Sexo, desejo e velhice. Poucos concatenam essas três palavras tão bem em uma história quanto Philip Roth. Em Animal Agonizante (Companhia das Letras, 2006), o protagonista culto e confiante de si chama-se David Kepesh, professor aposentado e apresentador de um programa cultural.
Como é comum em Roth, o escritor desenvolve com esmero, como o de um compositor diante do que pretende ser sua obra-prima, a personalidade do protagonista. Kepesh é sofisticado e conquista garotas de um terço da sua idade a partir do fascínio que exerce sobre elas. Ele tem consciência disso ao dizer que “elas me conhecem de me ouvirem fazendo resenhas de livros na rádio educativa, ou então de me verem no canal 13 falando sobre cultura”.
Sua autoconfiança sexual é transbordante e seu gosto exigente em relação às mulheres lapidado pelo correr dos anos. Ele as observa, descarta o que chama de “garotas desmazeladas, tronchas que dizem ‘tipo assim’ cada vez que abrem a boca” e elogia o equilíbrio, a postura perfeita, o conhecimento sobre a vida adulta e o modo de se vestir das que o encantam.
Apesar disso, tem seus próprios princípios quanto a se aproximar de alunas. Durante o curso livre de 14 semanas que ministra na universidade, ele evita ter um caso. Seu “truque”, como ele chama, é promover uma festa no seu apartamento para os alunos, ao final do curso. Sua estratégia, além dos traços pessoais, são seus hábitos sofisticados: “elas veem minha extensa biblioteca onde estão guardados os livros que li ao longo de toda a minha vida, que ocupam quase todo o andar de baixo; veem o piano; veem como sou dedicado ao trabalho, e vão ficando”.
Kepesh revela um forte sentido prático no processo de sedução. Não há espaço para enrolação ou subterfúgios. Segundo ele, não há nada de interessante numa relação a dois se o sexo não for uma variável que ambos levem em conta. Além disso, julga que o casamento para ele nada mais é do que a busca por curar o ciúme. Depois de seu primeiro casamento, que julgou ruim e “que tantas pessoas fazem”, decidiu “nunca mais voltar para dentro da gaiola”.

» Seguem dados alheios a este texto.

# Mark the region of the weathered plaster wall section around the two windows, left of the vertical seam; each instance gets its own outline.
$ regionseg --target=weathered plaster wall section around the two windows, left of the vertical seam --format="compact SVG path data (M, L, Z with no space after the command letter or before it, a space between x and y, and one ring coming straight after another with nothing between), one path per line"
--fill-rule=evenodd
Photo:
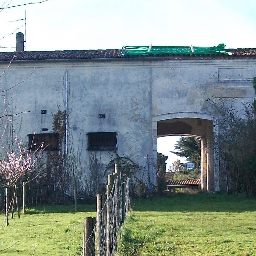
M145 157L152 155L150 69L105 63L14 64L4 74L2 88L22 81L32 71L22 84L6 92L6 101L16 106L16 113L30 111L16 117L16 123L22 123L19 136L24 141L28 133L51 132L52 115L58 109L65 110L67 72L68 122L71 127L77 126L77 131L72 131L72 144L75 150L79 143L83 144L81 159L85 172L90 154L87 132L117 132L116 153L147 168ZM47 114L40 110L47 110ZM99 114L106 118L99 118ZM48 131L41 132L41 128ZM97 155L106 165L116 153L101 151Z

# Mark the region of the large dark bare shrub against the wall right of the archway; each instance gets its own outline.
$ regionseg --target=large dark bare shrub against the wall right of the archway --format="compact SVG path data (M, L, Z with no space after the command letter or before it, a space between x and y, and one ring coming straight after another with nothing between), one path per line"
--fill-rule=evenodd
M256 78L253 79L256 94ZM241 111L224 100L212 102L218 116L215 142L220 155L226 191L256 195L256 100L242 102ZM225 134L225 135L224 135ZM222 181L222 180L221 180Z

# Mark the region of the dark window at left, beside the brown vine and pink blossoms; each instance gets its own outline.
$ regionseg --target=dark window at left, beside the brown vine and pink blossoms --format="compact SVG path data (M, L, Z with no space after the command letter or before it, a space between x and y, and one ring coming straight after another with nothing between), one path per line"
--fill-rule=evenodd
M59 150L59 134L58 133L30 133L28 134L28 147L35 151L44 142L44 150ZM35 145L36 144L36 145Z

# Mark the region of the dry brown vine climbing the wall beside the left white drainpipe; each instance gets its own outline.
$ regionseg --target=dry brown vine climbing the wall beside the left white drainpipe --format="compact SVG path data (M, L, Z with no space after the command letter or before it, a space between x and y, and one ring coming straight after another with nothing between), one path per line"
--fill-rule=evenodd
M27 204L31 207L72 202L72 197L67 195L70 174L66 168L66 112L58 110L52 119L52 132L59 134L59 150L48 151L46 147L38 160L36 168L40 170L40 176L27 189Z

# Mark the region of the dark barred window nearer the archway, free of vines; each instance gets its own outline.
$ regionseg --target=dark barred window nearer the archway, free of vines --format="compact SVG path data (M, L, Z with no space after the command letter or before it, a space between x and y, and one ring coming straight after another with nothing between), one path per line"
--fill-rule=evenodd
M117 150L117 133L88 132L88 150Z

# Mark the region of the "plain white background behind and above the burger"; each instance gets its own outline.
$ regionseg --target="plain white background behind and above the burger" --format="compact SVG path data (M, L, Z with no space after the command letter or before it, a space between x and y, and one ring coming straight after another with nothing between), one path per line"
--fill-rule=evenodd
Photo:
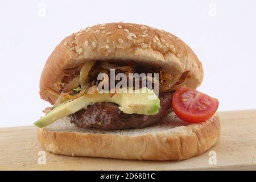
M1 1L0 127L32 125L45 61L72 32L107 22L143 23L184 40L203 63L199 90L218 110L256 108L256 1Z

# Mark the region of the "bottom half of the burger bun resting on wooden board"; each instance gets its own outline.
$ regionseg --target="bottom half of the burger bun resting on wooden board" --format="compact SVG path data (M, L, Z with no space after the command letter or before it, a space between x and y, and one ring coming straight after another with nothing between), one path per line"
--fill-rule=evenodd
M38 139L54 154L137 160L183 160L212 147L220 137L214 114L203 123L189 124L169 114L144 129L100 131L81 129L62 118L38 130Z

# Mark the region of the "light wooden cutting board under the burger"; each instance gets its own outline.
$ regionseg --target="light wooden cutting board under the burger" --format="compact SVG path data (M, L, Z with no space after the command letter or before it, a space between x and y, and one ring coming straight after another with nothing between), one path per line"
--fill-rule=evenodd
M225 111L220 141L203 155L188 160L150 162L82 158L51 154L38 164L44 148L36 139L35 126L0 129L0 170L256 170L256 110Z

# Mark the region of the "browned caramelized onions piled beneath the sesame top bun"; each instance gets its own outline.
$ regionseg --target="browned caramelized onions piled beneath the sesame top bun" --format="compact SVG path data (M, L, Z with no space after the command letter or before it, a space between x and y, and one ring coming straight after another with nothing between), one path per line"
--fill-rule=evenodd
M136 64L118 65L108 62L100 62L96 64L96 61L87 61L84 65L80 65L79 67L64 69L64 72L68 76L64 76L61 80L61 84L56 85L56 90L61 89L61 87L63 88L61 89L62 93L60 94L55 90L48 89L47 93L51 96L49 99L56 101L56 106L67 100L79 98L84 94L98 93L97 83L99 81L97 81L97 76L99 73L106 73L109 75L110 69L117 69L117 72L115 73L122 72L125 73L127 77L129 76L129 73L134 73L135 71L138 73L160 73L158 82L159 92L172 91L172 89L175 88L174 86L182 84L186 78L190 77L188 74L189 71L185 71L181 76L175 76L171 73L167 73L163 68L160 70L158 69L158 71L154 71L151 67L143 67ZM154 77L151 77L151 81L152 84L154 84L156 80ZM79 86L81 86L81 92L74 92L73 89L76 89ZM110 93L110 97L113 96L114 94Z

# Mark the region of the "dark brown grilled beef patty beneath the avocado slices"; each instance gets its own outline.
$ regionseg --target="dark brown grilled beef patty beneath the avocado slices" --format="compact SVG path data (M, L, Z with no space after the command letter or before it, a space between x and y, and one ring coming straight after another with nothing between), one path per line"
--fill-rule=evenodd
M77 111L69 115L71 123L77 127L94 127L100 130L122 130L143 128L150 126L172 111L173 92L159 94L160 109L158 114L125 114L112 102L99 103L88 106L86 110Z

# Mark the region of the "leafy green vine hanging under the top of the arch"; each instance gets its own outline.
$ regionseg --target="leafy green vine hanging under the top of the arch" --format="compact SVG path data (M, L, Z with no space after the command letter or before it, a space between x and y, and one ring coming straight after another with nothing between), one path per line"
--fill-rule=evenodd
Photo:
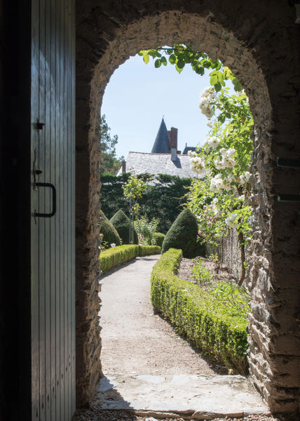
M191 47L183 44L175 44L172 47L158 47L150 50L139 51L144 63L149 63L149 58L154 60L154 67L161 65L166 66L168 62L174 65L177 72L181 73L185 65L191 65L191 68L201 76L205 73L205 69L211 69L210 84L214 86L216 92L221 91L225 86L226 80L231 80L235 91L242 91L240 81L234 76L229 67L223 66L219 60L212 60L205 53L193 51Z

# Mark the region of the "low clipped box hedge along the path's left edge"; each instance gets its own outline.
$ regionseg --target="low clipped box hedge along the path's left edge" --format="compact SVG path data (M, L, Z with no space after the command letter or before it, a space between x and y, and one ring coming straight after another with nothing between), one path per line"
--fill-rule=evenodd
M102 274L113 267L122 265L128 260L134 259L137 256L148 256L161 253L161 247L158 246L136 246L124 245L118 247L111 247L100 253L100 269Z

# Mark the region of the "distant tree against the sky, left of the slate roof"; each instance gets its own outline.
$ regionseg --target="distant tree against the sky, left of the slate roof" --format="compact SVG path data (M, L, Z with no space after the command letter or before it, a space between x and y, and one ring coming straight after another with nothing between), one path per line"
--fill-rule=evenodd
M108 126L105 114L101 116L100 124L100 172L115 174L118 172L123 161L123 156L116 157L116 144L118 143L118 136L111 137L111 128Z

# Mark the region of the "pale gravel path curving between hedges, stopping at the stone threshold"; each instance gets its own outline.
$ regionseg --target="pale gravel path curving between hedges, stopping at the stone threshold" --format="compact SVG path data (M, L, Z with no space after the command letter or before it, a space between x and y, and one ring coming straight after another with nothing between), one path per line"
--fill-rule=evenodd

Esse desenvolvimento psicológico do personagem é extremamente importante para o contraste que vem a seguir, que é o seu envolvimento com Consuela Castillo, jovem de vinte e quatro anos, filha de uma rica família de imigrantes cubanos. Ela vai ser o furacão a devastar toda a segurança, racionalidade e controle sobre as coisas em torno de si erigidos pelo protagonista. É o despertar da consciência de definhamento, da compreensão de que uma mulher como Consuela, longe de dar a ele a ilusão da última oportunidade de ser jovem, torna essa distância da juventude ainda mais evidente: “Você nunca tem a menor dúvida de que quem tem vinte e quatro anos é ela”. Chico Buarque expressou bem essa ideia em “Essa Pequena”.
A partir de então, vamos acompanhando a outrora sólida personalidade do protagonista desfazendo-se em lamentações e inseguranças, revelando todo o poder transformador que o caráter bravio da sexualidade e o poder magnético e irracional da paixão exerce sobre o indivíduo.
Por conta de todo o latente pessimismo na forma como analisa o casamento, pelo hedonismo expressado nas suas afirmações e pelo jogo de interesses e estratégias com que conduz a relação com suas alunas, Roth pode ser admirado por quem gosta de uma visão mais descritiva sobre as relações humanas ou odiado por quem se vincula a uma ideia mais romanesca do mundo. No entanto, é impossível passar sem afetar a sensibilidade do leitor.